Par Karyne Boudreau, journaliste, graffici.ca
Emmanuelle Leblanc et son père Denis dirigent l'équipe de Meubles Gustave Leblanc, composée de neuf personnes incluant eux-mêmes.

Emmanuelle Leblanc et son père Denis dirigent l'équipe de Meubles Gustave Leblanc, composée de neuf personnes incluant eux-mêmes. Photo : Karyne Boudreau

NEW RICHMOND, janvier 2019 – Emmanuelle Leblanc a toujours su qu’elle allait prendre la relève de son père Denis chez Meubles Gustave Leblanc, commerce fondé par son grand-père vers la fin des années 1940. GRAFFICI l’a rencontrée en compagnie de son père, qui a fait office d’université pour elle, dit-elle. Deuxième de cinq textes sur les entreprises passées de génération en génération.

« Depuis que je suis haute comme deux pommes, je le suivais ici et je savais que c’était ça que je voulais faire… », dit la jeune femme de 26 ans. Elle a fait une technique en gestion de commerce pour revenir vite au sein de l’entreprise familiale où elle œuvre à temps plein depuis six ans. « Je ne suis pas allée à l’université […]. Avec toutes les connaissances que mon père a, c’est lui mon université. »

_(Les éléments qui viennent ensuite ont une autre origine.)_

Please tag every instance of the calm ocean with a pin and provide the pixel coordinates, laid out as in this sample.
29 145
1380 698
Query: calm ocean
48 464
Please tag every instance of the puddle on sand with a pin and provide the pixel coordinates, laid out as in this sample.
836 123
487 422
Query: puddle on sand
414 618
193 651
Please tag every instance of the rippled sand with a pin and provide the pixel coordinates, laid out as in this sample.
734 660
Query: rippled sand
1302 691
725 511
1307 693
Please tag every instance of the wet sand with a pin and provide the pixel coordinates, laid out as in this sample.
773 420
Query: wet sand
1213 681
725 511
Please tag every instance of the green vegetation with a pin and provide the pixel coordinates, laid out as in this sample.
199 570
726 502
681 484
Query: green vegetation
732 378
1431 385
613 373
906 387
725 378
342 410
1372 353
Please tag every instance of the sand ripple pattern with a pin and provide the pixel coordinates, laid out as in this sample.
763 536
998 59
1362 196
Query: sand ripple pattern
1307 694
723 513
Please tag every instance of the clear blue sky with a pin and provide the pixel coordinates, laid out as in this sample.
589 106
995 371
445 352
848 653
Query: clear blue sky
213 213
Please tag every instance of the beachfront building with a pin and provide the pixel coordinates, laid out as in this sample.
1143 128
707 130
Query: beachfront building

Denis Leblanc a repris le commerce à la mort de monsieur Gustave il y a 30 ans. Il a lui aussi travaillé avec son père plusieurs années avant d’hériter du commerce. « On a  fait ensemble un premier agrandissement du commerce en 1987 », se souvient le propriétaire actuel, encore bien loin de la retraite, mais qui se dit très fier de faire de la place pour sa fille à la tête de l’entreprise.

« Faut savoir se tasser un peu », dit M. Leblanc, sourire en coin. « C’est un très gros avantage qu’elle veuille prendre la relève parce que si elle n’est pas là, on peut penser que ce sera la fin de Meubles Gustave Leblanc. »

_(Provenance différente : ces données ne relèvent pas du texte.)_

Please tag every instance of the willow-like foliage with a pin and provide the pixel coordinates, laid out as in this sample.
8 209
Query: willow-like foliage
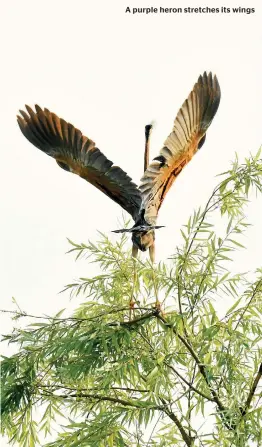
186 374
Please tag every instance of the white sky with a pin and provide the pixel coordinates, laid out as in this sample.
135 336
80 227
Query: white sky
109 74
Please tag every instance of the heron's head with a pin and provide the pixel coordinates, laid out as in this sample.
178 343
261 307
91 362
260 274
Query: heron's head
143 239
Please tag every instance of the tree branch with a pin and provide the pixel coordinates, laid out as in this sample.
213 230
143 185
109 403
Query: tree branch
252 391
188 440
192 388
98 397
201 368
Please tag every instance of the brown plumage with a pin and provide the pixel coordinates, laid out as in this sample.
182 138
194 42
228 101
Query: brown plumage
78 154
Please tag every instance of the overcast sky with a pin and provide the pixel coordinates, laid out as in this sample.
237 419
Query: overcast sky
109 73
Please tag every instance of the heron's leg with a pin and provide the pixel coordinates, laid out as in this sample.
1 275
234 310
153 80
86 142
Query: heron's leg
152 258
132 298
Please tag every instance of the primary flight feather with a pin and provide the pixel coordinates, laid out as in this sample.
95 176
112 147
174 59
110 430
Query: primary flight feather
78 154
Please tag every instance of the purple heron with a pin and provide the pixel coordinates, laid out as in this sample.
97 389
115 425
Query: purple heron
78 154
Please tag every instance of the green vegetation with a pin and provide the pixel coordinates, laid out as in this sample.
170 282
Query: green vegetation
186 374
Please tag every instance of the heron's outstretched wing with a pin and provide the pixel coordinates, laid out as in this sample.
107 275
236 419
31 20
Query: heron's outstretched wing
76 153
187 136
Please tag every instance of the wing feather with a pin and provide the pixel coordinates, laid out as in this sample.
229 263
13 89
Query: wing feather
190 126
76 153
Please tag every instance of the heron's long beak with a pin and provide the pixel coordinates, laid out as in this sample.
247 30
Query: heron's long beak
139 228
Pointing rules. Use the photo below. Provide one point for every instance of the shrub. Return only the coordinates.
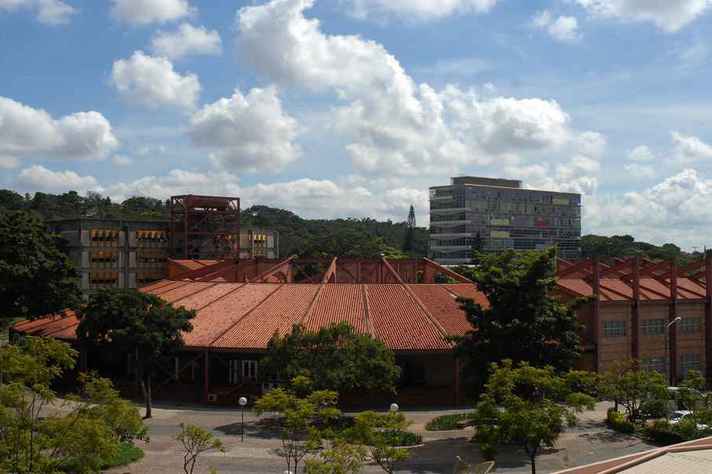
(448, 422)
(617, 422)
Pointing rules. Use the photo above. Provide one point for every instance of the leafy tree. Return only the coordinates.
(334, 358)
(520, 290)
(135, 323)
(303, 420)
(375, 431)
(525, 406)
(35, 441)
(36, 277)
(629, 386)
(196, 441)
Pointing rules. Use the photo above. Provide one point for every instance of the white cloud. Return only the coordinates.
(247, 133)
(25, 131)
(39, 178)
(418, 9)
(185, 41)
(392, 124)
(689, 148)
(641, 153)
(153, 82)
(144, 12)
(48, 12)
(563, 28)
(668, 15)
(121, 160)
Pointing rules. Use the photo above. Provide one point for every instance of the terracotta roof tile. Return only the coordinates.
(399, 322)
(339, 302)
(276, 314)
(443, 305)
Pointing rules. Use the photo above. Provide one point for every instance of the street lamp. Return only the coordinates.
(668, 372)
(242, 401)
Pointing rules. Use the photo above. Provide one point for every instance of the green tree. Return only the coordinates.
(522, 307)
(36, 277)
(81, 436)
(135, 323)
(196, 441)
(627, 385)
(334, 358)
(303, 420)
(526, 406)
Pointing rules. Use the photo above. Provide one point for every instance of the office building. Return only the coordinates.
(492, 215)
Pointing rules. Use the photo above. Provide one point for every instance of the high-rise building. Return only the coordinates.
(490, 215)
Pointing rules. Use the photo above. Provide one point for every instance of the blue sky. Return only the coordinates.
(354, 107)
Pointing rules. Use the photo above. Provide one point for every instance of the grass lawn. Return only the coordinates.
(448, 422)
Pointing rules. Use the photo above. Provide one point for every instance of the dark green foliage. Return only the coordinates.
(333, 358)
(449, 422)
(525, 321)
(137, 323)
(618, 422)
(36, 277)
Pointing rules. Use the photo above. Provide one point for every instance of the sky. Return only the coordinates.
(353, 108)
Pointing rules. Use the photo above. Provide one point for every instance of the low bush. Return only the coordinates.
(448, 422)
(617, 422)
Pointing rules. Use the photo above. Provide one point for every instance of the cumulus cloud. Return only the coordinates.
(391, 123)
(25, 131)
(185, 41)
(668, 15)
(247, 133)
(39, 178)
(563, 28)
(152, 81)
(49, 12)
(144, 12)
(689, 148)
(418, 9)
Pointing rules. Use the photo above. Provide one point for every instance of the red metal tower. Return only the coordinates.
(205, 227)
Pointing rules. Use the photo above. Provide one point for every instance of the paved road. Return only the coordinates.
(588, 442)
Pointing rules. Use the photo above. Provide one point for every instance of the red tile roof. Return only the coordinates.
(244, 316)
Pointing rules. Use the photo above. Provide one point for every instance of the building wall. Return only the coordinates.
(496, 215)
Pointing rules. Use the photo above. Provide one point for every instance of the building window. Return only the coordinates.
(652, 327)
(653, 363)
(614, 328)
(249, 369)
(690, 325)
(690, 361)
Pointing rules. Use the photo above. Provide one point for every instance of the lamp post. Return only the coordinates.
(242, 401)
(668, 372)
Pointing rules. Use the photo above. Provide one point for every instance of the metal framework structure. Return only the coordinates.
(205, 227)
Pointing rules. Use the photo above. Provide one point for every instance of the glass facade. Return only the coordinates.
(495, 215)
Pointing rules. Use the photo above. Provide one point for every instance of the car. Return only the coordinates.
(678, 415)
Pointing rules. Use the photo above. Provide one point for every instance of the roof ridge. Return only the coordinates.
(247, 313)
(367, 311)
(307, 314)
(417, 300)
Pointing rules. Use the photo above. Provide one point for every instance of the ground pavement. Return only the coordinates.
(590, 441)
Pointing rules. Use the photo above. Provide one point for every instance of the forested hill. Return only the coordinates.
(313, 237)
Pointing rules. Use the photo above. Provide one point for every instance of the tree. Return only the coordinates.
(135, 323)
(526, 406)
(36, 277)
(303, 420)
(522, 307)
(196, 441)
(629, 386)
(334, 358)
(33, 440)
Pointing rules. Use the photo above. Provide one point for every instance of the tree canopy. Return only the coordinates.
(135, 323)
(524, 321)
(36, 276)
(334, 358)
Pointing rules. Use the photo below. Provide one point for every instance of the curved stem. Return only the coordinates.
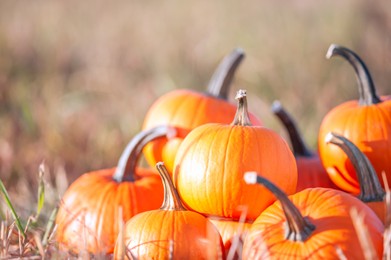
(298, 228)
(171, 200)
(241, 117)
(367, 91)
(127, 163)
(297, 141)
(221, 79)
(370, 187)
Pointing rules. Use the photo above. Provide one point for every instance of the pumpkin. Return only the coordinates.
(233, 234)
(212, 159)
(187, 109)
(371, 191)
(310, 170)
(310, 224)
(365, 122)
(88, 217)
(171, 232)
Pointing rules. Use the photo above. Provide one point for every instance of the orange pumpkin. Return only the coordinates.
(310, 224)
(365, 122)
(310, 170)
(212, 159)
(187, 109)
(233, 234)
(88, 217)
(171, 232)
(371, 191)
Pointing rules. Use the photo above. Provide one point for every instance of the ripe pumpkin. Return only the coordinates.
(233, 234)
(171, 232)
(187, 109)
(212, 159)
(310, 170)
(310, 224)
(371, 191)
(88, 217)
(365, 122)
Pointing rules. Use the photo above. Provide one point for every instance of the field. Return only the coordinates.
(76, 78)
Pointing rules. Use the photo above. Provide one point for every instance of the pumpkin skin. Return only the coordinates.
(212, 159)
(365, 122)
(326, 225)
(187, 109)
(88, 216)
(310, 170)
(171, 232)
(371, 191)
(233, 234)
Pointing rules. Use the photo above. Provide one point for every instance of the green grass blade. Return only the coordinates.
(49, 226)
(41, 190)
(6, 197)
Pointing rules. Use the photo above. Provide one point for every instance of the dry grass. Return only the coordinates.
(76, 78)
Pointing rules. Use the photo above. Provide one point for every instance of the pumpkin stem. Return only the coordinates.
(221, 79)
(171, 200)
(297, 141)
(128, 161)
(298, 228)
(366, 89)
(370, 187)
(241, 117)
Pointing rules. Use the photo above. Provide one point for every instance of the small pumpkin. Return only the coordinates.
(88, 217)
(371, 191)
(212, 159)
(310, 170)
(365, 122)
(187, 109)
(171, 232)
(310, 224)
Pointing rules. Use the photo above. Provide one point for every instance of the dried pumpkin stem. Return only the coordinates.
(299, 146)
(298, 228)
(128, 161)
(370, 187)
(221, 80)
(171, 200)
(367, 91)
(241, 117)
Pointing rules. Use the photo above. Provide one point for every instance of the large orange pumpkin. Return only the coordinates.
(88, 217)
(311, 224)
(310, 170)
(187, 109)
(171, 232)
(365, 122)
(212, 159)
(371, 191)
(233, 233)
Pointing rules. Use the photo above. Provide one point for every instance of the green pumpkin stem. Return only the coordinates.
(128, 161)
(241, 117)
(221, 80)
(367, 91)
(299, 146)
(298, 228)
(370, 187)
(171, 200)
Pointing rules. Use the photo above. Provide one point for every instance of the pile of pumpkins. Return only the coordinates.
(222, 186)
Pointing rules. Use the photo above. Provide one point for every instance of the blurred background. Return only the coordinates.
(77, 77)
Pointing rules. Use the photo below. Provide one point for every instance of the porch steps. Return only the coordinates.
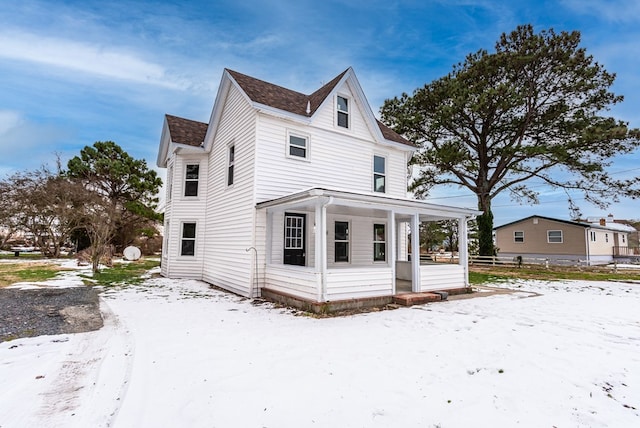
(410, 299)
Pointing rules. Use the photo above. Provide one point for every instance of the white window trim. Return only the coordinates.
(229, 164)
(184, 179)
(561, 236)
(380, 242)
(195, 239)
(374, 173)
(348, 241)
(307, 138)
(348, 112)
(514, 236)
(169, 182)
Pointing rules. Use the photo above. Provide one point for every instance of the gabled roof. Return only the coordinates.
(569, 222)
(298, 103)
(186, 131)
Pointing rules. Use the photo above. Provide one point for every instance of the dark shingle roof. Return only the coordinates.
(186, 131)
(285, 99)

« Je crois que ma présence a changé sa façon de travailler », estime Emmanuelle, qui dit être très portée vers le modernisme et les nouvelles technologies. « On est rendus avec des iPads géants pour nos catalogues par exemple. Lui, des fois il met le frein pis c’est correct. Je crois qu’on se complète bien », dit la fille.

Emmanuelle estime, à l’instar de son père, que la pérennité du commerce passe par un service personnalisé. « Il faut faire tout pour rendre l’expérience ici plus intéressante que sur Internet. Conseiller le client, bien cerner son besoin et même se rendre chez lui s’il le faut pour prendre des mesures et bien le conseiller. C’est ce genre de chose qui fait toute la différence », précise Emmanuelle avec l’approbation de son père.